Es gibt nur ein Problem: Diese Szenerien sind so nicht geschehen. Verschiedene Zeitebenen im Ablauf des Geschehens sind hier zusammengesetzt und lassen nun in ihrer Kombination neue oder gar gegenteilige Aussagen über das Ereignis entstehen. Gleichzeitig wird eine authentische Atmosphäre suggeriert, die durch eine journalistisch-dokumentarische Ästhetik gefestigt wird. Aber nichts in diesen Bildern ist so, wie es scheint.
Oder anders gesagt: Sie sehen die Imitation von Fotografie
Aber wie komme ich darauf? Was macht den Kern der Veränderung aus? Die Serie und ein ausführlicher Essay, veröffentlicht in einer Künstlerzeitung, gibt einen kritischen Ausblick auf die mögliche zukünftige Fotografie politischer Ereignisse und offenbart die weitreichende Änderung der Wahrnehmung von Fotojournalismus.
Künstlerzeitung No.3 – So habe ich es gesehen
mit 23 Bildern, einem Essay und einer Gestaltung von Bernd Arnold. Zeitungsdruck, 38x29cm, 52 Seiten, Aufl. 50 Expl., deutsch, Köln, Februar 2022. [vergriffen]
Siehe auch die erste Arbeit von 1987/88 Lady Di und der neue Fotograf. Dieser erste Essay diente als Ausgangspunkt für die Arbeit "So habe ich es gesehen".
Der Begriff Dichografie (aus altgriechisch δίχα dícha, „zweifach, doppelt“) soll einerseits auf die binäre Bildspeicherung und andrerseits auf ein Parallel-Universum imitierter "Wirklichkeitsabbilder" verweisen.
Aus dem Essay: So habe ich es gesehen (2021)
Dichografie?
Warum ist mir eine begriffliche Unterscheidung wichtig?
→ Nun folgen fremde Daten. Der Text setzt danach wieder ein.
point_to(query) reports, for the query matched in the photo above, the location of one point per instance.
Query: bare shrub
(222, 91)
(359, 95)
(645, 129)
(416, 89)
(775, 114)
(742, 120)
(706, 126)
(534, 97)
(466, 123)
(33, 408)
Die Thematik des Wahlkampfes scheint mir geeignet zu sein, um die Veränderung der Wahrnehmung zwischen einer dokumentarischen Fotografie und dem Imitat einer Fotografie zu beschreiben. Der Unterschied meiner analogen und analog tradierten digitalen Fotografie der Wahlkampfrituale aus den Jahren von 1984 bis 2021 wird zur hier gezeigten Bildserie besonders deutlich.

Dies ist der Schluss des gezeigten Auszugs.